Belakangan, Kementerian LH turut membekukan persetujuan lingkungan anak usaha BRMS itu karena tidak memiliki izin pembuangan air limbah.
Seiring isu lingkungan itu, saham BRMS merosot 10,91% ke level Rp990 per saham year-to-date pada pembukaan perdagangan Kamis (26/2/2026).
Padahal, saham BRMS sempat menyentuh di level Rp1.310 per saham pada 20 Januari 2026. Sementara itu, harga saham BRMS sempat menyentuh Rp920 per saham pada 2 Februari 2026.
Kendati demikian, investor asing tetap mencatatkan net buy sekitar Rp227,2 miliar untuk saham BRMS secara year-to-date.
Pembelaan BRMS
Sebelumnya, manajemen BRMS menyebut tidak pernah menerima surat dari Kementerian Lingkungan Hidup (LH) ihwal pemberian sanksi lingkungan dan wacana pelaksanaan audit lingkungan di tambang emas CPM.
“Sampai saat ini baik BRMS maupun anak usahanya, PT Citra Palu Minerals (CPM), tidak pernah menerima surat dari Kementerian Lingkungan Hidup terkait dengan berita tersebut [sanksi lingkungan dan audit lingkungan],” tulis manajemen BRMS dalam keterangan tertulis, Selasa (24/2/2026).
Manajemen memastikan hingga saat ini kegiatan pertambangan PT CPM di Poboya Palu masih beroperasi secara normal.
Lebih lanjut, perseroan mengungkapkan kegiatan operasi dan penambangan yang dilakukan oleh PT CPM telah memenuhi syarat lingkungan yang diwajibkan.
Pertama, Surat Keputusan (SK) Menteri Lingkungan Hidup dan Kehutanan tentang kelayakan lingkungan hidup rencana kegiatan penambangan dan pengolahan emas di Blok 1, Poboya, Palu tertanggal 6 Desember 2023.
Kedua, surat kelayakan operasional di bidang pengelolaan limbah B3 untuk kegiatan penimbunan limbah B3 tahap 1 dari Kementerian Lingkungan Hidup tertanggal 29 Februari 2024.

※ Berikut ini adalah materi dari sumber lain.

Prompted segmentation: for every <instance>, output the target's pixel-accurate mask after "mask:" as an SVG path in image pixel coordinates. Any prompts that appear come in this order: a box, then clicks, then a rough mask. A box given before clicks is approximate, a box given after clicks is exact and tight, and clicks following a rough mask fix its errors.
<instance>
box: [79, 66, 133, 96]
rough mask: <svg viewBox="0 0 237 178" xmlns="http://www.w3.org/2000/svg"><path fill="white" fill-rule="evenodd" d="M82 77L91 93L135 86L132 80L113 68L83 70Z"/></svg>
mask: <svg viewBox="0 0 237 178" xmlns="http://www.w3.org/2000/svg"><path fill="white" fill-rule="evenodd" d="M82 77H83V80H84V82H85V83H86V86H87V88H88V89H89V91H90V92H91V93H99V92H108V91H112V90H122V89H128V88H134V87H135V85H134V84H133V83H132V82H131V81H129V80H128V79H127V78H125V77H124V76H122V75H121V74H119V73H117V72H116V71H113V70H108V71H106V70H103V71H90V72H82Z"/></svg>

Ketiga, surat kelayakan operasional air limbah domestik CPO2 & CPO9 serta area Dry Tailing Management Facility CP07 dari Kementerian Lingkungan Hidup tertanggal 2 Desember 2025.
Keempat, surat kelayakan operasional pemenuhan baku mutu emisi dari Kementerian Lingkungan Hidup tertanggal 2 Desember 2025.
“Selama ini seluruh kegiatan operasi dan penambangan oleh CPM dilakukan berdasarkan perizinan yang telah diperoleh dan masih berlaku dari Kementerian Lingkungan Hidup,” tulis perseroan.
Di sisi lain, perseroan mengungkapkan PT CPM tengah meningkatkan kapasitas produksi salah satu pabrik emasnya dari 500 ton bijih per hari menjadi 2.000 ton bijih per hari pada akhir tahun ini.
BRMS juga sedang menyelesaikan konstruksi tambang emas bawah tanah dengan kadar emas 3,5—4,9 g/t yang diharapkan dapat mulai beroperasi pada tahun depan.
“Kegiatan-kegiatan tersebut diharapkan dapat meningkatkan produksi emas perusahaan dalam waktu dekat,” tulis manajemen BRMS.